Ahora bien, ¿el determinar los salarios mínimos es exclusivamente  un problema técnico, como pretende centrarlo el Ejecutivo y su Comisión  Asesora, o debe entenderse como un mecanismo de protección social?  El hecho que se determine por ley ya significa que se descarta, como lo plantean los sectores más recalcitrantes,  que se deje entregado a un mercado en que la relación entre las partes es absolutamente desequilibrada.  Si es una ley ¿cuál  debería ser el piso a  alcanzar? Sin duda, el  que sus receptores salgan de la situación de pobreza que es un imperativo ético.  De allí la importancia que tiene determinar la línea de pobreza per cápita y por hogar promedio, habiéndose ya descartada la basada en una encuesta de consumos de dos décadas atrás.  Esta es la línea a determinar para luego estudiar la rapidez con que se cubra la brecha existente y la forma de efectuarlo,  teniéndose presente que la línea de pobreza está determinada por el índice de precios de los sectores de menores ingresos de la población, en que tiene un peso muy grande los alimentos.
“Que los salarios y empleo crezcan –escribió Andrea Repetto, académica de la Universidad Adolfo Ibáñez, que viene planteando desde hace años la necesidad de reformas laborales- es una buena noticia.  Pero no hay que olvidar –añadió- que la situación de las familias es heterogénea y que en nuestro país conviven diferencias sustanciales.  Por ejemplo, un empleo al salario mínimo, luego de descontar las imposiciones  previsionales, apenas mantiene una familia de dos  a niveles bien cercanos a la línea de pobreza.  Una economía sana genera más oportunidades, pero es en parte trabajo de la regulación el que estas alcancen a todos” (19/03/13).  Las regulaciones son una responsabilidad del Estado.

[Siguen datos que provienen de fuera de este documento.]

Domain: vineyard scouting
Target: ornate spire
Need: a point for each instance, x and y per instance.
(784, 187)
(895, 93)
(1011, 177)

¿Qué significa la propuesta del Ejecutivo? Si ese nivel bruto es de $205.000, en términos líquidos se reduce a $164.000 y luego al gastarlos se debe cancelar el 19% del IVA, por tanto, puede adquirir bienes y servicios hasta $132.840.  El salario mínimo de los jóvenes, en una discriminación odiosa, es aún inferior, además se debe tener en cuenta que en los hogares promedio existen cuatro integrantes, teniendo en algunos casos más de un ingreso, pero no en otros.  El gobierno ha publicitado profusamente la comparación de los salarios mínimos en Chile con los de otros países de la región, lo que no dice es que su nivel en todos ellos es bajo y reproducen el problema existente en el país.  Más aún, si la comparación se hace con los salarios mínimos reales por hora de la OCDE se ubican los de Chile en los últimos lugares, superando solo a México dentro de los países que entregan sus antecedentes.